Ashura Nosirova (Ашӯра Носирова, Ашура Насы́рова; 20 December 1924 – 5 January 2011) was a Soviet and Tajikistani dancer.

== Biography ==
Born in the village of Qistakuz in Khujand, Nosirova was the daughter of musician Nosiri Surnaichi. From 1934 until 1939 she studied at the Women's Technical School in Stalinabad; it was while there that she began dancing, performing as an amateur. She came to wider attention in 1939 when she participated in a review of talent. That same year she was invited to perform at the kolkhoz in Stalinabad. She joined the Tajikistan State Philharmonic Society as a dancer in 1940, remaining a member of the company until 1960. She spent time honing her skills by working with the Ensemble of Soviet Dancers. She traveled with other Tajik artists to the front during World War II, performing for soldiers there. She also traveled abroad to perform during her career.
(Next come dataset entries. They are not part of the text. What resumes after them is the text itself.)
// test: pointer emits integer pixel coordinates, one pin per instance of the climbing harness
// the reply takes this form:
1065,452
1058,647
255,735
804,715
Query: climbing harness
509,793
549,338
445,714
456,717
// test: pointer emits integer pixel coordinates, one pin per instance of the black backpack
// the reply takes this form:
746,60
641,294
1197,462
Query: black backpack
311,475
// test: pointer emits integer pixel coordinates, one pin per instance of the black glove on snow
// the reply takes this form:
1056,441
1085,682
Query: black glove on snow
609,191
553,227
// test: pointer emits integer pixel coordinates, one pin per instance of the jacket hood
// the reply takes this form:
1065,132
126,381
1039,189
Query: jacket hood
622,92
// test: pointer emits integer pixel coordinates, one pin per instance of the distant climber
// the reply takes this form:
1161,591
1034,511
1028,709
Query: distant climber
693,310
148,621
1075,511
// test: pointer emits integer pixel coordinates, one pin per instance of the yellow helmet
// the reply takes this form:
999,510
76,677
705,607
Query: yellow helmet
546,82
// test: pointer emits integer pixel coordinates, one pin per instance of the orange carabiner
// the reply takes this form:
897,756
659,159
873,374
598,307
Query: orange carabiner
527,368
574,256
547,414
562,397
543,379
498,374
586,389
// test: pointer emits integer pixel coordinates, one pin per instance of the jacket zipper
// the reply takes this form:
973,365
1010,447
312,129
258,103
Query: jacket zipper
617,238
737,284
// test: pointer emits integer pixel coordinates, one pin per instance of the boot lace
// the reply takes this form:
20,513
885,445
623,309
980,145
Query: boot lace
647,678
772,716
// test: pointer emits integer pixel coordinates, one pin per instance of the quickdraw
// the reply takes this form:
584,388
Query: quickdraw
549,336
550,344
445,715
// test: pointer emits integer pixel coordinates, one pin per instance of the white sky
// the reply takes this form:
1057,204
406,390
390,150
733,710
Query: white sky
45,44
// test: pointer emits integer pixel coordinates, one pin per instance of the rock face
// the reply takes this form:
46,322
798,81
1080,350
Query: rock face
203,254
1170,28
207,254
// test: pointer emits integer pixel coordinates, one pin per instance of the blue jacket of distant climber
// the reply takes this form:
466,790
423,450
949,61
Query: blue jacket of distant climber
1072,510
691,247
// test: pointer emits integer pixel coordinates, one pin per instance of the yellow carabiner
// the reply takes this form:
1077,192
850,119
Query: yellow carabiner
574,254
In 1951 she became a member of the Communist Party of the Soviet Union. Nosira blended elements of classical Tajik dance with aspects of ballet in her performances. Among her most noted dances were those titled Tovus ("Peacock"), "Shodiona" ("Joyful"), "Kabutari Surkh" ("Red Pigeon"), "Naqorabazm" ("Drum Party"), "Pakhta" ("Cotton"), "Vokhuri" ("Meeting"), "Bozii Kalon" ("The Big Game"), and "Dilbar" ("Ravisher"). For her work Nosira received numerous awards and medals during her career, including the Order of the Red Banner of Labour and three Orders of the Badge of Honour. In 1947 she was named a People's Artist of the Tajik SSR.